Les sonneries de l’église, une histoire de marguillier

A Jasseron, comme partout en France, toutes les heures, la cloche de l’église sonne… pour indiquer le temps qui passe.

Mais le tintement de ce bel ouvrage en bronze annonce également d’autres évènements.


L’angélus
qui résonne trois fois par jour, à sept heures, midi et dix-neuf heures rappelle la prière à la vierge Marie

Le glas qui sonne, lentement, indique à la population de la commune une mauvaise nouvelle.
Des envolées de cloches plus légères annoncent les mariages

Le tintement appel les fidèles à la messe.

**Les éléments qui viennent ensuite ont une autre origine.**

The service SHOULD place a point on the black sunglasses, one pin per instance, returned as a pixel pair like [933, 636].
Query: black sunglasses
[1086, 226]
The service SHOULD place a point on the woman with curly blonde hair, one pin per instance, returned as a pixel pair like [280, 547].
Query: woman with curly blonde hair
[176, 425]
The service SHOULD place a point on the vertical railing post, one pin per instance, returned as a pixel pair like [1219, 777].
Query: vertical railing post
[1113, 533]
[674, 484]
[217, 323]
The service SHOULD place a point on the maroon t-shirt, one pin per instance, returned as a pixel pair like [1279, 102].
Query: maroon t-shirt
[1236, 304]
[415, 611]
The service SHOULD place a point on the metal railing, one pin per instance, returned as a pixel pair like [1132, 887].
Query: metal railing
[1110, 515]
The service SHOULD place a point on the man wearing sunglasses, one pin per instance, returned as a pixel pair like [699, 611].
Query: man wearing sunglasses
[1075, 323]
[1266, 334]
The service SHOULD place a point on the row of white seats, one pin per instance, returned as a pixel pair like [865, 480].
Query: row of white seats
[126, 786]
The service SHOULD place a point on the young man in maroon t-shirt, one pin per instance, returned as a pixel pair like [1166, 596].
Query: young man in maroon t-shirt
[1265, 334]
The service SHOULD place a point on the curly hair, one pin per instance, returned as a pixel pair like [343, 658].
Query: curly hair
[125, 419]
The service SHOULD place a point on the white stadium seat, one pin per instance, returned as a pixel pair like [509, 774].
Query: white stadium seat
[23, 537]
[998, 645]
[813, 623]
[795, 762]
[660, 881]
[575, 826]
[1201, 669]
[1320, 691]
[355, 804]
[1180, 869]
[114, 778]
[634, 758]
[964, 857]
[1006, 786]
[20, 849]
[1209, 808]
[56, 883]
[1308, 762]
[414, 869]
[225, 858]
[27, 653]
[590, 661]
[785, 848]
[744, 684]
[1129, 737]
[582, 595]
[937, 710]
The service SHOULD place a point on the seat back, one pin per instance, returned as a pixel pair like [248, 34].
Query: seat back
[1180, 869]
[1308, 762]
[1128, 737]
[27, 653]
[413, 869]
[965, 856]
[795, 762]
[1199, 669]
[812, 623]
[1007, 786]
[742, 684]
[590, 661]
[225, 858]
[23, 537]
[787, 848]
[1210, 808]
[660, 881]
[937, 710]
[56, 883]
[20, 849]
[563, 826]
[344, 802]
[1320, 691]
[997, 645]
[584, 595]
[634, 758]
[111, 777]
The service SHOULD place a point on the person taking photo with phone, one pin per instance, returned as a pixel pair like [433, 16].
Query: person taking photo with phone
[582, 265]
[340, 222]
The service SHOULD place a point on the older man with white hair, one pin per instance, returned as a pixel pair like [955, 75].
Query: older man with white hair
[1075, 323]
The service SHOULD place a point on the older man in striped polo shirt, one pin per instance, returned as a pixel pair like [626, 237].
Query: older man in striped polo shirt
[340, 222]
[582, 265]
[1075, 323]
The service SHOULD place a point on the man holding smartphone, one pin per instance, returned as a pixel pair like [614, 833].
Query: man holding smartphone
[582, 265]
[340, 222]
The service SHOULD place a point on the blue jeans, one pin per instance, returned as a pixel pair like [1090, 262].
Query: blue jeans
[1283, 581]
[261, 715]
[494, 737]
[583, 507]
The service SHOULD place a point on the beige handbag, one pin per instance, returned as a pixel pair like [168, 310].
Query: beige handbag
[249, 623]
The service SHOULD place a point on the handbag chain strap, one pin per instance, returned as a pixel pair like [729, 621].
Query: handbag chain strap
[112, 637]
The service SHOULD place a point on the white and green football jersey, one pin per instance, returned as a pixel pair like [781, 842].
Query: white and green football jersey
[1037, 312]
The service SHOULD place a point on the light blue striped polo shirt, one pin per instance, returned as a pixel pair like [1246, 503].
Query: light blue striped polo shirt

Dans le passé, les alertes au feu étaient lancées par les tocsins de cloches

De tout temps, la précision de ce mode de communication a été l’objet d’une organisation très sérieuse.
La personne chargée de cette mission se nomme le « marguillier ».
C’est lui, ou elle, qui en plus des charges d’entretien courant et de surveillance de l’église, assure la mission de sonner les cloches.

Une histoire de famille
Après la guerre, de 1945 à 1962, le marguillier était Camille Palanchon, que l’on surnommait affectueusement « le père Camille ».
Avant Jasseron, Camille a assuré cette mission dans d’autres villages.
A la fin de sa carrière, pour 57 ans de service, il a été décoré de la médaille de vermeil par le Père Léon Tournier.

Monsieur Tisserand succède « au père Camille » jusqu’à la fin des années soixante.
Il vient, depuis le bas du village, 3 fois par jour sonner les angélus.

Depuis le début des années 70, Marie Cattin, ayant appris le métier par le grand père de son mari qui était « le père Camille », assume cette charge avec sérieux et entrain.

Un métier qui a évolué lorsque les sonneries se sont automatisées, l’obligeant à apprendre à programmer le système automatique.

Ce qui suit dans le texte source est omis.